# SentinelNet IDS
SentinelNet IDS is a machine learning-based Intrusion Detection System built as a mini project:
**"SentinelNet — Smart Network Intrusion Detection System."**
This version implements the core modules end-to-end:
- Network traffic classification using supervised ML (SVM with PCA)
- Anomaly detection using unsupervised ML (Isolation Forest)
- Synthetic data generation using CTGAN for class balancing
- Interactive Streamlit dashboard for real-time predictions
- Trained models saved and loaded via joblib for fast inference
- KDD Cup dataset (train/test) for benchmarking
---
## Tech Stack
- Python 3.x
- Streamlit
- Scikit-learn (SVM, Isolation Forest, PCA)
- CTGAN (synthetic data generation)
- Pandas, NumPy
- Matplotlib, Seaborn
- Joblib (model persistence)
- PyArrow (parquet file support)
---
## Project Structure
IDS\_project/
├── appli.py # Streamlit web application
├── train\_models.py # Script to train SVM and Isolation Forest models
├── convert.py # Data conversion utility (CSV to Parquet)
├── sentinelNet.ipynb # Main ML notebook (supervised approach)
├── Unsupervised(sentinelNet).ipynb # Unsupervised/anomaly detection notebook
├── KDDTrain.parquet # Training dataset (KDD Cup)
├── KDDTest.csv # Test dataset (KDD Cup)
├── KDDTest.parquet # Test dataset (Parquet format)

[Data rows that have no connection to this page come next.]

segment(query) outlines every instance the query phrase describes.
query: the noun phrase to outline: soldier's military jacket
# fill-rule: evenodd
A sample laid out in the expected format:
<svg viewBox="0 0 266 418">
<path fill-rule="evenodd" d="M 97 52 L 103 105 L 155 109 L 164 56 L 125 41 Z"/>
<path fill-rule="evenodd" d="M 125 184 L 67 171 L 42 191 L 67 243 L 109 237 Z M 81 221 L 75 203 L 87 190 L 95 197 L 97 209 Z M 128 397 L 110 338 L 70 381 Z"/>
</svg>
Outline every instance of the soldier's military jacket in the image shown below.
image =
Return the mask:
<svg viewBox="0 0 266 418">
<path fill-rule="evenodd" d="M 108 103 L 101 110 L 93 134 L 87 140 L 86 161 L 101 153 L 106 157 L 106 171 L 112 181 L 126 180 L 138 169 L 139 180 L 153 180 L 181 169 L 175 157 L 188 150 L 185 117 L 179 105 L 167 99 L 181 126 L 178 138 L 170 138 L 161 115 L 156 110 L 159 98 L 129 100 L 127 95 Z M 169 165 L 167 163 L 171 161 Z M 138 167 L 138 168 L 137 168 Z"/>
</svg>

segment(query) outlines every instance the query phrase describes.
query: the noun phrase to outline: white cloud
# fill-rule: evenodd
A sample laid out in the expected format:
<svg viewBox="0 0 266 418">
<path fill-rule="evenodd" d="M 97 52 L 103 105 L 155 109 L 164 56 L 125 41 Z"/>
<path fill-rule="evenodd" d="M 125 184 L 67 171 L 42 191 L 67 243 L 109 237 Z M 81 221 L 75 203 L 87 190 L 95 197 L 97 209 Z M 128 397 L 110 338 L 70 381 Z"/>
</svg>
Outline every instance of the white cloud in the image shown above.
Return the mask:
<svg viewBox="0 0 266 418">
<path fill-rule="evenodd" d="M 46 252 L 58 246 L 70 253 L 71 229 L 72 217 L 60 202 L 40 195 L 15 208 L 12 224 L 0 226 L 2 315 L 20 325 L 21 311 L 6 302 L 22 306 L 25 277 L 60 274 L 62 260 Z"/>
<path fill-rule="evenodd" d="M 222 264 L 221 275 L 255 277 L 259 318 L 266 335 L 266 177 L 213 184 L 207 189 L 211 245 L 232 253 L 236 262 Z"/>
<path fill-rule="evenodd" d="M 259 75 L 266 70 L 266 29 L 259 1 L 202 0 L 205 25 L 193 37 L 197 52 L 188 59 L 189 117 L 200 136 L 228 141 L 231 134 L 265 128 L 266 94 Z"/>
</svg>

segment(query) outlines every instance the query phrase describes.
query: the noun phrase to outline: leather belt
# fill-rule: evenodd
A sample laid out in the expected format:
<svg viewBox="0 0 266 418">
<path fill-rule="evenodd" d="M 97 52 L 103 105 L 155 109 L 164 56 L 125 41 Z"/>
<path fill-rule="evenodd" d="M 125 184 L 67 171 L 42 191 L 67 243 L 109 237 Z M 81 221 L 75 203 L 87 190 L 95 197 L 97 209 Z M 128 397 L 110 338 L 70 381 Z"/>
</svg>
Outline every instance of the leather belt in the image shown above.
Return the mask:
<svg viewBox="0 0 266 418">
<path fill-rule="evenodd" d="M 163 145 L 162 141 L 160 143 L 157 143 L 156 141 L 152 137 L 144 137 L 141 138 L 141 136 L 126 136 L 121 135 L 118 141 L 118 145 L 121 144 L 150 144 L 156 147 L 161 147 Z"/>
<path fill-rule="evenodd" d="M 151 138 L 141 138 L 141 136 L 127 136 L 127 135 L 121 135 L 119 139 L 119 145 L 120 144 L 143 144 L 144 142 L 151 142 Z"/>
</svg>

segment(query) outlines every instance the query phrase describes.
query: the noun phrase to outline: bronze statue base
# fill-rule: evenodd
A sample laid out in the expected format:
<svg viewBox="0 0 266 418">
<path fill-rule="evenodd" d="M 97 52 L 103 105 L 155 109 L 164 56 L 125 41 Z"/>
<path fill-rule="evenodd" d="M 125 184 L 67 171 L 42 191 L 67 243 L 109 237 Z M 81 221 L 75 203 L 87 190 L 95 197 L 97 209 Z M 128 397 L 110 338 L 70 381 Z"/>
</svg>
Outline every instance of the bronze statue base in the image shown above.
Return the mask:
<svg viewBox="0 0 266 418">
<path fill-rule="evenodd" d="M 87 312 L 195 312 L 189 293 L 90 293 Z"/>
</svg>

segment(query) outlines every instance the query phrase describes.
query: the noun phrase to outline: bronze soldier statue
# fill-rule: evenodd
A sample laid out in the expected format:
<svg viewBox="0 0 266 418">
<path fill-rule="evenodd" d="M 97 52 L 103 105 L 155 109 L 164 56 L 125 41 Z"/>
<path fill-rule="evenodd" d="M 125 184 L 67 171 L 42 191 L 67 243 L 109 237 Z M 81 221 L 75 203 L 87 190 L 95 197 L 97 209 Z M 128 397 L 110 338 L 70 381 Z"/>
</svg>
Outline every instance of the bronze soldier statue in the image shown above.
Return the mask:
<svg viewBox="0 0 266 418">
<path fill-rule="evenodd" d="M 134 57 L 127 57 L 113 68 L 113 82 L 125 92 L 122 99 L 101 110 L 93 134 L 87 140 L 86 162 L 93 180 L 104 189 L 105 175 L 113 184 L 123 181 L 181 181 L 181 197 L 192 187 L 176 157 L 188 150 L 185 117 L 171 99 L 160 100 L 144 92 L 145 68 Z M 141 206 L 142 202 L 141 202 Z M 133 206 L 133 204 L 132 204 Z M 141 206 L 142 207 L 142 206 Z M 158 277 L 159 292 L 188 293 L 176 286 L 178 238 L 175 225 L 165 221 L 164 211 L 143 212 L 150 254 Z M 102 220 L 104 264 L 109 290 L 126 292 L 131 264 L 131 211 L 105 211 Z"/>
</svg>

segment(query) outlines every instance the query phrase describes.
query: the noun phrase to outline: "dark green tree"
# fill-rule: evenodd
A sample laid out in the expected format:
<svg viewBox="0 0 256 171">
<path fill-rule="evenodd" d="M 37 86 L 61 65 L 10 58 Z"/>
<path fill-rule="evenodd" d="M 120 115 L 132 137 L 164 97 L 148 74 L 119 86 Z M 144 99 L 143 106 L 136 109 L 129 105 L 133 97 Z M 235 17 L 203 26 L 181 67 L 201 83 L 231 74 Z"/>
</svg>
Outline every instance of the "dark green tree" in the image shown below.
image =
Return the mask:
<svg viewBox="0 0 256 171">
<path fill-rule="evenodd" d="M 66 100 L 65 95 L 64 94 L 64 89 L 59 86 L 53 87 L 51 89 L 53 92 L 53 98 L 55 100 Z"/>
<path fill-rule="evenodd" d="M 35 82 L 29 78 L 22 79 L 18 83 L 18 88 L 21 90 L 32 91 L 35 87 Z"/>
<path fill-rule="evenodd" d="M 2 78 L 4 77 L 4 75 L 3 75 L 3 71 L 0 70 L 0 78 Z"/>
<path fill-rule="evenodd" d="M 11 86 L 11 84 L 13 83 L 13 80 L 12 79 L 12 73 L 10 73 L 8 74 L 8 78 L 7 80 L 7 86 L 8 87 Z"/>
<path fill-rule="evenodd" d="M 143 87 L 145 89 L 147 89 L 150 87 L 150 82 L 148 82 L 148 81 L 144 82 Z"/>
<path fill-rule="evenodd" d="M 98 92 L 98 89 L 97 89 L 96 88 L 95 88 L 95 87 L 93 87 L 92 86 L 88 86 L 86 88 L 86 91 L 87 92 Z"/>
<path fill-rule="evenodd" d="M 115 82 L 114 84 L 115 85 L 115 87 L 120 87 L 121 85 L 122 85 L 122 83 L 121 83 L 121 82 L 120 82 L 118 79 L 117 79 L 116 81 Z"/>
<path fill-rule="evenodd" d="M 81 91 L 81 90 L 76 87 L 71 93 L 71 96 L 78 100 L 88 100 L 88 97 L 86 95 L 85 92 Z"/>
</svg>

├── ctgan\_synthetic\_data.csv # CTGAN-generated synthetic samples
├── final\_attack\_predictions.csv # Output predictions file
├── svm\_model.joblib # Trained SVM model
├── svm\_scaler.joblib # Scaler for SVM input features
├── svm\_pca.joblib # PCA transformer for SVM
├── iso\_model.joblib # Trained Isolation Forest model
├── iso\_scaler.joblib # Scaler for Isolation Forest
├── label\_encoders.joblib # Label encoders for categorical features
├── requirements.txt # Python dependencies
├── runtime.txt # Python runtime version
└── .streamlit/ # Streamlit configuration
---
## Run Locally
\# 1. Clone the repository
git clone https://github.com/yeshaswiniarjula/IDS\_project.git
cd IDS\_project
\# 2. Create a virtual environment
python3 -m venv .venv
source .venv/bin/activate # On Windows: .venv\\Scripts\\activate
\# 3. Install dependencies
pip install -r requirements.txt
\# 4. Run the Streamlit app
streamlit run appli.py
Then open http://localhost:8501 in your browser.
---
## Train Models (Optional)
If you want to retrain the models from scratch:
python3 train\_models.py
This will regenerate the following saved model files:
- svm\_model.joblib
- svm\_scaler.joblib
- svm\_pca.joblib
- iso\_model.joblib
- iso\_scaler.joblib
- label\_encoders.joblib
Once models exist, the Streamlit app auto-loads them for predictions.
---
## ML Models
### Supervised — SVM Classifier
- Algorithm: Support Vector Machine (SVM)
- Preprocessing: Label Encoding → Standard Scaling → PCA
- Task: Multi-class attack type classification
- Dataset: KDD Cup 99 (Train/Test)
### Unsupervised — Isolation Forest
- Algorithm: Isolation Forest
- Task: Anomaly detection (normal vs. attack traffic)
- Used when labeled data is unavailable
### Synthetic Data — CTGAN
- Used to generate synthetic network traffic samples
- Helps balance minority attack classes in training data
---
## Dataset
This project uses the **KDD Cup 1999** dataset — a standard benchmark for intrusion detection research.
- KDDTrain.parquet — Training split
- KDDTest.csv / KDDTest.parquet — Test split
Features include network connection attributes such as protocol type, service, flag, byte counts, and more.
---
## About
SentinelNet IDS is a machine learning-based intrusion detection system that identifies malicious network activity using both supervised (SVM) and unsupervised (Isolation Forest) approaches, with a Streamlit-based interactive interface for visualization and prediction.